Per rimettere il campanile al centro del villaggio vi proponiamo quindi il libro «Il mistero dei cosmonauti perduti. Leggende, bugie e segreti della cosmonautica sovietica», sedicesimo volume della collana I quaderni del CICAP, ossia il Comitato Italiano per il controllo delle affermazioni sulle pseudoscienze, organizzazione educativa senza fini di lucro fondata nel 1989 per promuovere l’indagine scientifica e critica sui cosiddetti fenomeni paranormali e più in generale – appunto – sulle pseudoscienze.
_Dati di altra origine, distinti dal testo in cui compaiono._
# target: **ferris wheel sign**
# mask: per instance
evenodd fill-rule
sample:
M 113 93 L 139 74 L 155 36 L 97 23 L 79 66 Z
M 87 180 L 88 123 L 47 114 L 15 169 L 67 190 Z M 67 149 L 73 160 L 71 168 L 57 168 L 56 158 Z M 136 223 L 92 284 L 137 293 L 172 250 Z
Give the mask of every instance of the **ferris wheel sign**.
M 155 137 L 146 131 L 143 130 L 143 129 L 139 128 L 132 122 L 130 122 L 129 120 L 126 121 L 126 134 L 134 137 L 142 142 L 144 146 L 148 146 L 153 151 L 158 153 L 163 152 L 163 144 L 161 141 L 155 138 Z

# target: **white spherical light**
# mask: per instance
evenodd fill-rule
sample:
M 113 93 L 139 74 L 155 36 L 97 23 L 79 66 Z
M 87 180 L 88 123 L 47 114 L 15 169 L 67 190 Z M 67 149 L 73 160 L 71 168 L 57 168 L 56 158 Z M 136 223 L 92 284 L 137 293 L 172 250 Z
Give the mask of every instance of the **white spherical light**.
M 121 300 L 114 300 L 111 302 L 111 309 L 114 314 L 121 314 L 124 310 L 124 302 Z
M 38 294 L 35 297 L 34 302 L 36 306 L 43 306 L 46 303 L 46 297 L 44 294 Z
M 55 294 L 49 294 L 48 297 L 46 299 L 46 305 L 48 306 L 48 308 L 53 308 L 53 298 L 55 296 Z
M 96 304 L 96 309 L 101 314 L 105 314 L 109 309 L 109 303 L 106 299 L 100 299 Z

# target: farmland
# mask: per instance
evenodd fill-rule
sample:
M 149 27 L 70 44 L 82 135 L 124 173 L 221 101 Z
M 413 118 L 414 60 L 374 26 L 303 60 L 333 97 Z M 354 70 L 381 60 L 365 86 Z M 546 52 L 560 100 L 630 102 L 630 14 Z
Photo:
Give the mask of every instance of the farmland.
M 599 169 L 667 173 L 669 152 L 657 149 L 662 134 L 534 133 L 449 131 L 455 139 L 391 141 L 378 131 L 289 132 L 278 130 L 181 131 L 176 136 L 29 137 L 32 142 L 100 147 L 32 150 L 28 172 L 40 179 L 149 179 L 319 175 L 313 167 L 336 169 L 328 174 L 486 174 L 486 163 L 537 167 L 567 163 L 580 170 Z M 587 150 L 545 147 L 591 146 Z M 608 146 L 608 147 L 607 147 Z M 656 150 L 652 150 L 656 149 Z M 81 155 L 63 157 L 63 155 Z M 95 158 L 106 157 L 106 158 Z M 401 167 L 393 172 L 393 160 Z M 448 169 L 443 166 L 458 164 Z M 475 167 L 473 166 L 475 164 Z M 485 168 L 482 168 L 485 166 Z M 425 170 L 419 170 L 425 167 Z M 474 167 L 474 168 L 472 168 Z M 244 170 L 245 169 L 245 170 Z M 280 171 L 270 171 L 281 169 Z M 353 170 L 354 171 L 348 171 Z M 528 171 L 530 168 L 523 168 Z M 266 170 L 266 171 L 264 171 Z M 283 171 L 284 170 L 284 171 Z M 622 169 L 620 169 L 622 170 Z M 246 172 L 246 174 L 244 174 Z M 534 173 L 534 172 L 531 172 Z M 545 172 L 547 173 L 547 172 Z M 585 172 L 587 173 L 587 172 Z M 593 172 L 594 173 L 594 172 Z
In questo libro, fra le altre cose, potrete allora scoprire quali pasticci aveva combinato Valentina Tereshkova in volo e subito dopo il rientro sulla Terra. E anche perché in nome della segretezza al cosmodromo di Bajkonur venne dato il nome di una città che da lì distava alcune centinaia di chilometri oppure come i fratelli Judica Cordiglia presero lucciole per lanterne captando presunte voci provenienti dallo spazio. Buona lettura!